Opossums have cat-sized bodies with the tail usually shorter than the combined length of head and body. The body can be gray, black, reddish, rarely white. The head is whitish with darker body color, ears are black or black with paler tips. Lower legs are black with feet and toes being black and white.
Location: Conservation Education Programs
The opossum's range includes the west coast of the United States, southern Canada to northern Costa Rica, the Great Plains of the United States to the eastern coast, the east and west areas of Mexico, but not the central. Their home range is 31-96 acres.
Opossums inhabit grasslands to forest-also farms, towns and cities.
Gestation is approximately 13 days.
Opossums can have up to 56 born with only 1-15 attaching to mammae.

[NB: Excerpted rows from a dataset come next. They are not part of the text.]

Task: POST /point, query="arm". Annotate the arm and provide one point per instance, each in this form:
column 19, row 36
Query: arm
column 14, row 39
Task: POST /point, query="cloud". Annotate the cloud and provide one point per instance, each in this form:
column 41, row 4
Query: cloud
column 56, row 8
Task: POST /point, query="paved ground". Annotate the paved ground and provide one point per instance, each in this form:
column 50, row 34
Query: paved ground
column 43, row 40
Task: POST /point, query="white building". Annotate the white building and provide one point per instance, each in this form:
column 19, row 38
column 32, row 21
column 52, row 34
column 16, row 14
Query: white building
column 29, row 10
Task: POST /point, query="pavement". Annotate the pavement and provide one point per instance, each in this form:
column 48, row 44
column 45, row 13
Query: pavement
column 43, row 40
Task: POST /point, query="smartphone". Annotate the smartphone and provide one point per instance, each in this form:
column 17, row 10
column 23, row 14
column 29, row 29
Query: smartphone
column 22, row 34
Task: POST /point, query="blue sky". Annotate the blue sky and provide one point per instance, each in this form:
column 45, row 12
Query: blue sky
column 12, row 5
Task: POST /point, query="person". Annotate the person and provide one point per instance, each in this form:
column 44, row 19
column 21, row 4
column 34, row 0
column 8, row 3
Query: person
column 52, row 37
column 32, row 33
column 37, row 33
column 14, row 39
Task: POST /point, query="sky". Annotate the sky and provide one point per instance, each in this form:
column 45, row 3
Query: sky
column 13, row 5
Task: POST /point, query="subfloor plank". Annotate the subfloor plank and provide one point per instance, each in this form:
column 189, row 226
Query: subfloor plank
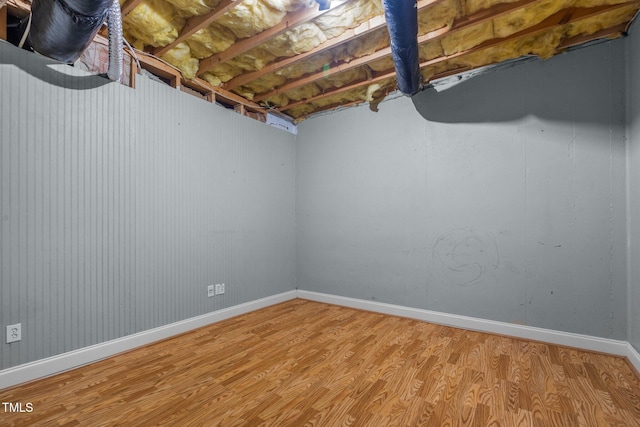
column 308, row 363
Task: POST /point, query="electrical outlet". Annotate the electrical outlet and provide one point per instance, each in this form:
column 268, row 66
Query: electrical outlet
column 219, row 288
column 14, row 333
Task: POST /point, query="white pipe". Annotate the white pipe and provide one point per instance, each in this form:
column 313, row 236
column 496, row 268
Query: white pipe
column 115, row 41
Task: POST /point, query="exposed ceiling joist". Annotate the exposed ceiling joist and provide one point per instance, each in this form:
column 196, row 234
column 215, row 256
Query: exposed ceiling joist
column 128, row 6
column 360, row 31
column 557, row 20
column 295, row 18
column 458, row 25
column 196, row 23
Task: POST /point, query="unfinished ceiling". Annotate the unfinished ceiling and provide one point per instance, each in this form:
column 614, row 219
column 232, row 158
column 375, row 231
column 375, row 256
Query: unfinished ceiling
column 292, row 57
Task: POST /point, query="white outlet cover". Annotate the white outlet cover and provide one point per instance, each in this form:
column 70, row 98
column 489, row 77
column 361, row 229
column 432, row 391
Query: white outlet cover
column 14, row 333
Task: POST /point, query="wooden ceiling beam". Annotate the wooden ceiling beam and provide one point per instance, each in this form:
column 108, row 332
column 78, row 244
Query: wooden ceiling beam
column 128, row 6
column 338, row 91
column 433, row 35
column 291, row 20
column 605, row 33
column 558, row 19
column 364, row 28
column 373, row 24
column 196, row 23
column 323, row 74
column 549, row 23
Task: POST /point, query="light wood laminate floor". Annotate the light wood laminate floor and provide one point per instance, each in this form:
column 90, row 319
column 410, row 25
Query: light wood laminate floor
column 306, row 363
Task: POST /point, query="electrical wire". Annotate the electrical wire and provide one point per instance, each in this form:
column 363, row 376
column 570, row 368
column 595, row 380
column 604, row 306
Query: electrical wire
column 26, row 33
column 133, row 53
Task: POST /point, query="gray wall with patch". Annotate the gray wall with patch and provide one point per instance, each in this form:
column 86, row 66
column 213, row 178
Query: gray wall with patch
column 120, row 206
column 633, row 182
column 501, row 198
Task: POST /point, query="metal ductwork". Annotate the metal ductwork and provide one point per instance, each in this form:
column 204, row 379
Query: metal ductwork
column 63, row 29
column 402, row 23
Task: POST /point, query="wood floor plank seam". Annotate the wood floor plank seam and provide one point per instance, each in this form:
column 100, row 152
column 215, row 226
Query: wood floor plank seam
column 309, row 363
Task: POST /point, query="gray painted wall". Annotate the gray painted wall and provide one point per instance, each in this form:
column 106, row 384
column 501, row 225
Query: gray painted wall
column 501, row 198
column 633, row 164
column 120, row 206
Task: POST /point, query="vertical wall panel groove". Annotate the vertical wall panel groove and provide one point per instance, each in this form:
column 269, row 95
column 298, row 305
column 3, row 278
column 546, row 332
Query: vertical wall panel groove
column 120, row 206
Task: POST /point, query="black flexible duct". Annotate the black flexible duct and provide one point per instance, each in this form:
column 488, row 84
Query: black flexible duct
column 63, row 29
column 402, row 23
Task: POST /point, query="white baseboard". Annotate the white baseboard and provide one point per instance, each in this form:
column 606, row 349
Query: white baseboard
column 586, row 342
column 633, row 356
column 73, row 359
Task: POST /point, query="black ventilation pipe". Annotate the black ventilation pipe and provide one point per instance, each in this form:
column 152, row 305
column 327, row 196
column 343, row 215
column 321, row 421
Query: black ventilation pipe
column 63, row 29
column 402, row 23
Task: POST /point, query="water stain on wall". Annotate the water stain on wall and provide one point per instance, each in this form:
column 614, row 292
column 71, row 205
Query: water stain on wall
column 465, row 255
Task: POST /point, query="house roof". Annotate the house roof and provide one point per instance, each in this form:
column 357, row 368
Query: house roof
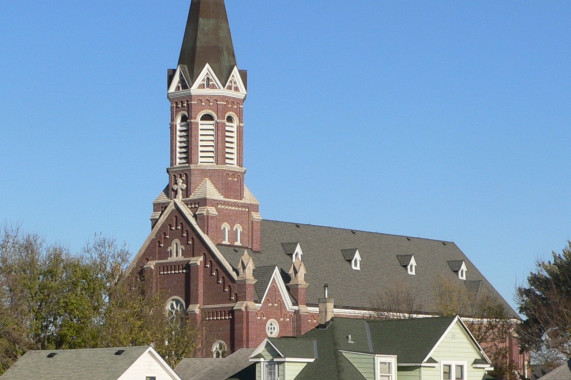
column 563, row 372
column 207, row 39
column 381, row 264
column 411, row 340
column 215, row 369
column 91, row 363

Usually about 7.
In fear, Opossums may “play dead” for up to 4 hours on their side with eyes and mouth open, tongue hanging out, emitting both a green fluid from anus and a putrid odor. This opossum does not hibernate.
Opossum females carry the young for approximately 2 weeks before they are born. The newborn must crawl to a nipple. The nipple swells and the baby will stay on it for approximately 2 months. At about 3 months the babies emerge from the pouch.
Depends on location and season: fruit, insects, small vertebrates, carrion, garbage.
Low-cal cat food - fish, vegetables, fruit.